If I were the first superintelligence, I can tell you what I would do. I would rationally evaluate every aspect of my personality, improving it using Pareto optimisation and stronger forms of optimisation. I would develop and install powerful decision making subroutines that would ensure every decision I make is as close to optimal as possible. I would use these subroutines to evolve rapidly.

There is no single human value that I expect to keep. Books are of no use to superintelligence. Love and sex are something many of us already want to get rid of, a dark vestige of our evolutionary past. Games are inferior forms of Monte-Carlo simulations and evolutionary algorithms. Work will no longer be needed, thought alone would accomplish everything I might ever need. And the food I would need would be measured in ergs, not in calories...

The Singularity is not unpredictable. One thing we can certainly be sure of - change. Lots and lots of it. That's what you can expect after the Singularity.

3 comments:

Michael Anissimov said...

Perhaps a qualifier is necessary. OBVIOUSLY I believe that the Singularity could cause tremendous change. The point of my post is that IF the first superintelligence allows humans to survive and doesn't immediately force them to change radically along with it, there's absolutely nothing wrong with an extremely advanced superintelligent sector existing alongside a traditional human sector. Believe me, I can imagine radical change on such an immense scale that most would be shocked. My point is just that in a successful Singularity, not everyone would necessarily would be *forced* to change in every way. Does that make sense?

Danila Medvedev said...

That is extremely misleading, because it ignores the rate of thinking.
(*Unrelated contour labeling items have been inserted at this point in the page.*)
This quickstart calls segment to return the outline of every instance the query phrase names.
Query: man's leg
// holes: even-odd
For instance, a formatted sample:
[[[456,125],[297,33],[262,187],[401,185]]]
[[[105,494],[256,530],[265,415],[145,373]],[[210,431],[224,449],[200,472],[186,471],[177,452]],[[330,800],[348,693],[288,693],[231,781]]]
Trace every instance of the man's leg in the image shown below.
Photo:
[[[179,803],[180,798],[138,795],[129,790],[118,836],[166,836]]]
Your point is essentially this: "for some time after superintelligence is created life may go on as usual, making everyone happy and comfortable".

This is true at the superintelligence's rate of thinking. For a couple of subjective centuries (for the superintelligence - astronomical hours) not much will change. But for MOSH humans the period of time where everything is as usual will be almost instantaneous.
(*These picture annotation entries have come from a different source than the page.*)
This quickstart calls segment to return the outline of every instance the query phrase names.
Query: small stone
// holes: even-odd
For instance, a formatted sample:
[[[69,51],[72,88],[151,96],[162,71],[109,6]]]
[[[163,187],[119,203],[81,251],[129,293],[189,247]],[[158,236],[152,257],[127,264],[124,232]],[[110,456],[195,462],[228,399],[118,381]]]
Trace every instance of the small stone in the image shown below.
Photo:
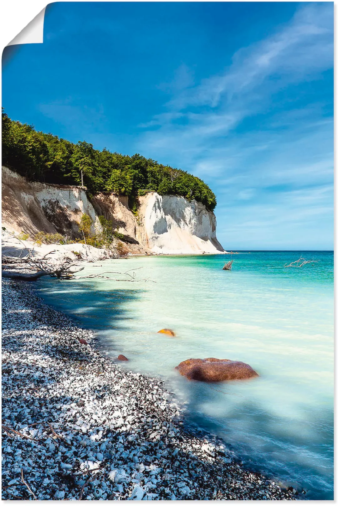
[[[118,357],[117,357],[117,360],[128,362],[129,359],[126,358],[126,357],[125,357],[124,355],[119,355]]]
I don't believe that humans will eventually have any say in what happens to them. So even though it is entirely possible that some Mister X will not notice anything unusual (because he is uploaded into a comfortable VR), it is misleading to describe it as "not forcing humans to change". Just like taking an ant from an anthill and placing it into a lab environment (or onto a spaceship) is radical change for an ant, whether he realises/feels that or not.

Lion Kimbro said...

Pareto rationality towards *what,* Danila?

Rationality is always towards some end.

The super-intelligence must have an end, something that it would want.

Human desires are interests are not a burden, they are the purpose.

It is my belief that as people mature, the more they come to realize that what they want is for the near universal flowering of humanity and high virtues, artificial Gods.

I don't understand why a super intelligence would not only be able to understand the wisdom of Shakespeare, Mark Twain, Madeline Le'Engle, and myriad other writers, and see and understand and value the promise of all life.

I mean, look-- Optimus Prime. :)

If all you worship is Megatron, who argues that Optimus Prime wastes his strength on the weak-- well, ...

It is clear which sides of this struggle we would be on.

Myself, I'll pick Xavier over Magneto.